これまでオープンソースに関わる仕事だけをやってきた自分にとって、ドイツでの3年間は、NECの顔としての立場で製品認証や保守スキームの折衝から契約交渉、プロプラ技術の検証、果ては機材の購買に至るまで、芸風を広げるのに大いに良い経験であった。

この時期、SAP社との協業の傍ら自分にとっては2つの大きなトピックがあり、これらが今後の方向性を決定づけた事になる。

一つは、PGcon 2011でのTim Child氏のPG/OpenCLの発表に刺激を受けて勉強を始めたGPUによる並列処理。
2012年の初頭にFDWベースで最初の実装を作ってみたところGPUの値段の割に性能改善効果が著しく、まさに"面白い!"技術であった。これがGPUによるデータベース高速化をメインの仕事にする出発点となった。また、この結果をブログにまとめたところ、同時期に中央研究所でGPUによるインメモリDBの研究を行っていた柏木の目にとまる事になる。後に彼はヘテロDB社の共同創業者となる。

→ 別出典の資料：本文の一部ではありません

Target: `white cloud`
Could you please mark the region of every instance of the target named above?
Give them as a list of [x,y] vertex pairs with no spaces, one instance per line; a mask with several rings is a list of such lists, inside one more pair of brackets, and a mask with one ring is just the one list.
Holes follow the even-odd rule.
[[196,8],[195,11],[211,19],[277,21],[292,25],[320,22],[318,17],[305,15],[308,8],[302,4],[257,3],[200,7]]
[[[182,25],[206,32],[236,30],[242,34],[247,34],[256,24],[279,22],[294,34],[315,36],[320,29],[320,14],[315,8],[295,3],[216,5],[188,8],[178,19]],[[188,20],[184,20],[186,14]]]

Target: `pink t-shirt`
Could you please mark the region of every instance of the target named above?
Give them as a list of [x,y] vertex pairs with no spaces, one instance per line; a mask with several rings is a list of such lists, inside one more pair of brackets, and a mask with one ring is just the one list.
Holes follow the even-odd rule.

もう一つは社内新事業公募。ドイツからの帰任後、また本業の仕事を抱えつつ"余った時間で"PostgreSQL関連のコミュニティ活動を行うという状況に嫌気が差していたので、実は帰国と同時にPostgreSQLの会社にでも転職しようと考えていた*2
ただ、自分の手で開発した技術を軸にビジネスを作りたいという思いをまだ社内で真剣にぶつけてみた訳ではなかったので、一度くらい、社内新事業公募という形で会社のトップにぶつけてみて、それでダメなら辞めれば良いじゃないかという気持ちで、公募に誘ってくれた同期と、柏木、自分の3名で提案を書いてみた。
まぁ、S常務(当時)も社内ブログで『ダメなら会社辞めても事業を興すという気概のある社員の応募を求む』と吠えていた訳なので。

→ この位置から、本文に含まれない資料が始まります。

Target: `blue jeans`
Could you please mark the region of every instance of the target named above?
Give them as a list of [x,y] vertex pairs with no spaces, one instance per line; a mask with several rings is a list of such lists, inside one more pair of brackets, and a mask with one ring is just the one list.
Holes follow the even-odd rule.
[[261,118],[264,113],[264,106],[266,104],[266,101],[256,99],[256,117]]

で、結果は応募110件中の2件で採択。辞めさせてもらえなかった。

PG-Stromプロジェクト

帰国後、PG-Stromを軸とする事業立ち上げを目指して、マーケティングとソフトウェア開発を並行して進める事となった。
この段階でのマーケティングとはつまり、この技術を事業化した時に本当に3年後〇〇億円の売上げを生み出せる可能性があるのかどうかを調べ、芽がないのであれば早々に投資を打ち切って無用な出血を抑えるという判断のために行うものである。

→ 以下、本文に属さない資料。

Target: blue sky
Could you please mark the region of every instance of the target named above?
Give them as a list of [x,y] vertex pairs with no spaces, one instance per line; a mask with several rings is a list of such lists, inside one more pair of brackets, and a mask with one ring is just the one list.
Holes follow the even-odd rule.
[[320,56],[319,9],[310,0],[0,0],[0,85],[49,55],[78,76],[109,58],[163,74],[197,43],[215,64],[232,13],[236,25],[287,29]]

もちろん、技術の価値は顧客の課題解決手段としての価値とは異なるし、価値提案(VP: value proposition)の設定次第で、顧客にとってお金を払ってでも使いたい技術なのか、単なるwhat's newに過ぎないのかは変わってくる。当時、社内ではリーン・スタートアップが流行っており、仮説検証と称して、ユーザにVPをぶつけてその反応を伺いながら、提案シナリオや製品機能を修正するというアプローチを採っていた。

ただ、例えばWebサービスであればモックアップのWebサイトでサービスのコンセプトを議論するという事も可能であろうが、基盤ソフトウェアであるデータベース製品が『時々クラッシュします』では顧客にとっての価値を実証するどころでは無いわけで、まだソフトウェアがロクに動きもしない段階で、真っ先にマーケティング活動を始めて(そして、その分開発時間が割かれる事になる!)果たしてそれが正しいアプローチだったのかは今でも疑問が残る。

もちろん教科書的には、顧客にとっての価値シナリオとその時点での製品の完成度は別の概念だが、価値シナリオを納得するためには"実際に動くモノ"を見せるのが一番、百聞は一見に如かずで、ソフトウェアの完成度が未成熟な段階では確実に仮説検証の成功率は下がってしまうハズ。
結局、会社の方針もあり最初に米国市場でのユーザ開拓を行ってはみたものの『it's too early』という事でユーザとの仮説検証までは進む事ができず、自分たちの足で訪問でき、話を聞ける国内ユーザを対象にするよう方針転換する事となった。

退職、そしてヘテロDB社の創業

幸い、国内のユーザ様には何件か興味を持ってもらい、利用シナリオをあれこれ考えたり、ディスカッションを重ねる中で新機能の構想を具体化し、ようやく、技術と顧客にとっての価値が一本の線で繋がる実感は徐々に出てきた。
今になって思い返せば、8年前に『開発したものを早くビジネスにしなさい』とお小言を言われた時に、こういった活動をすれば(それなりに)根拠を持って話ができたんじゃなかろうか。
また、コンセプトや価値提案は様々な伝え方にはなるが、そのベースになるPG-Stromの機能や安定性が時間をかけて徐々に強化されてきたという事も、ユーザ様の納得感を得られる一助になっているだろう。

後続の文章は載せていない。